World Refugee Day 2014: A visit in Holot, an „open prison“


  „Leaving everything that’s important to you behind you means finding yourself in an insecure future, in a foreign environment. Imagine how it must feel like to spend months, years, and probably your whole life in exile.“
António Guterres Commissioner for Refugees

This year, Desert Rose e.V. and some friendly Israeli NGO spent the 20th June in the detention camp Holot. On the occasion of the World Refugee Day, they wanted to show solidarity towards the prisoners there. Holot,, which is some 80 kilometres to the southeast of Be’er Sheva, is a hopeless place. The landscape is dominated by desert, sand, and barbed wire. Long rows of flat barracks stretch in the middle of Negev desert. The complex, which is twice fenced and protected with barbed wire, has been running since December 2013. Originally, it should have been an extension to Saharonim prison which is situated next door. But it turned out differently, as the „Anti Infiltration Law“ was declared invalid by the supreme court in Israel in September 2013, which lies down that „intruders“ – this is what refugees who illegally cross the border of Israel are called– can be imprisoned for three years in the desert.

The Isreali government was not pleased about this verdict and this is why a new law was passed by the knesset (the Israeli parliament) very quickly on December, 14, 2013. This law shortens the imprisonment to one year, yet an arrest in the open prison Holot is planned after that. There, the refugees have to spend the nights and have to appear to roll call three times a day. The new law also includes that refugees can be picked up in all of Israel and taken to Holot by force. After the change of this law, there were random arrests in the streets of Tel Aviv. The ministry of the interior suddenly denied to extend visas and instead issued a draft card for imprisonment in Holot.

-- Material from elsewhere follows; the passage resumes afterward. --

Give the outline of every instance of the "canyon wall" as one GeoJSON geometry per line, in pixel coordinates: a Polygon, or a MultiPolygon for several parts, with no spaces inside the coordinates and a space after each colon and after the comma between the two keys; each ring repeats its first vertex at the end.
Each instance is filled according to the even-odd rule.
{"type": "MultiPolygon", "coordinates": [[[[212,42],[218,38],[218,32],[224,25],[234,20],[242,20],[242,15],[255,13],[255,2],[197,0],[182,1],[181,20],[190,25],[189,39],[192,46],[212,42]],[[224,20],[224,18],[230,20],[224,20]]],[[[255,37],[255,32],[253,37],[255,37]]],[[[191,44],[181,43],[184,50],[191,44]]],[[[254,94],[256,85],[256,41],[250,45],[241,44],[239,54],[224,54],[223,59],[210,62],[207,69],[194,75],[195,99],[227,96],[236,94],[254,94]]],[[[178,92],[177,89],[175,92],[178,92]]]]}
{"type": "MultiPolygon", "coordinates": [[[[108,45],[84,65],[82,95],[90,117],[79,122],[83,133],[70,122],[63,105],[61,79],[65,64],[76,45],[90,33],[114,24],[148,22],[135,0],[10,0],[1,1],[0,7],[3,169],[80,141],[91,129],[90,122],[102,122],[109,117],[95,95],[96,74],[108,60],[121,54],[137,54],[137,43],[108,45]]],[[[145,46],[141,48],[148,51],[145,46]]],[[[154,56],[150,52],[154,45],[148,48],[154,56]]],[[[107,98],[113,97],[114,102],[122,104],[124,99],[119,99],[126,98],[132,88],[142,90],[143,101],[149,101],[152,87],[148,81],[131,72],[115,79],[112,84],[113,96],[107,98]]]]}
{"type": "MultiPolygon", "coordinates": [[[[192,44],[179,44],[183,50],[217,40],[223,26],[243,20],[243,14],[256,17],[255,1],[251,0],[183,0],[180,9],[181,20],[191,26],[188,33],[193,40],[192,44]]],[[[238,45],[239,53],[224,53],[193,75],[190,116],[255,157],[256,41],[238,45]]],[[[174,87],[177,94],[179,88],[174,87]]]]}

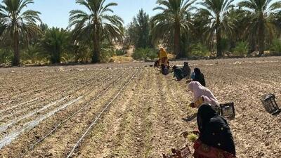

But let us go back to our stay in June. It is ten o’ clock in the morning and it is going to be a beautiful sunny day in Tel Aviv. We meet at the bus stop in the Levinskiy park. Three busses are already waiting. Other busses will start in Jerusalem and in other parts in Israel to go to Holot. The activist Sigal Rozen organises these trips every Saturday. Sigal does not belong to an NGO. When you ask her why she does all this, she says “Why not?“, smiles and continues “What is happening in Holot is wrong and I am shocked about it. If the Israeli government is treating these people like the scum of the earth, this is the least I can do for them!” She is wonderful!

Those who do not take the busses to Holot, carpool with like-minded people to start the World Refugee Day together with the inmates there. Many of the black Africans who live in Israel fear that they will be taken to Holot soon. Our bus is full of food and water. Musicians are there as well and sing Sudanese, Eritrean, and Isreali songs. Their singing makes the journey more bearable. A 17-year Sudanese sits behind me. His hands look like he is 60 years old and has worked on fields all his life. He does not speak English and only a little Hebrew and Arabic. My Sudanese interpreter helps me talk with the young man. His name is Kenaan and he apologises that he smells of sweat and dust. He tells us that he had been working on a construction side all night and had no time to wash himself in the sea. But he really wanted to catch one of these busses. We ask him why he wants to go there and he replies that his cousin has to stay in Holot. I notice that he feels uncomfortable because he is dirty. I cannot help grinning and Kenaan is starting to laugh out loud and after all the others around us start to laugh, too. Someone offers water and Coke. Then, finally, we have a break. Some people use the toilet, others have a cup of coffee. It’s the simple things in life that connect people with each other, even in those hard hours. After 30 minutes, the journey continues. The closer we get to Holot the more nervous we become. The Sudanese activist Osman says that our visit is particularly important to the inmates. It makes them feel like they are not alone and that they are not forgotten. Osman asks us to talk to every single person, not only to family and friends. Sigal reminds us to not provoke the military and the police and that we should not be provoked by them. Finally we reach Holot and it really does look like everyone has described it to us: bleak.

Author: Rahel Woldemichael
Translation: Nicole Freibott/ Diana Köth/ Melanie Martin

Addition: On 22 September 2014 Israel’s Supreme Court in Tel Aviv imposed to close the controversial “open prison” Holot within 90 days because the long imprisonment infringes the migrants’ rights. Among other things, it was stated in the verdict that “immigrants do not lose their right of absolute dignity just because they enter the country by all available means”. After numerous petitions and demonstrations against the inhumane treatment of African migrants in Holot, critics and inmates are relieved by this verdict. At the same time, many people fear that Israel’s ministry of the interior will create a new mechanism to be able to imprison migrants. It remains to be seen what the value of this recent verdict actually is.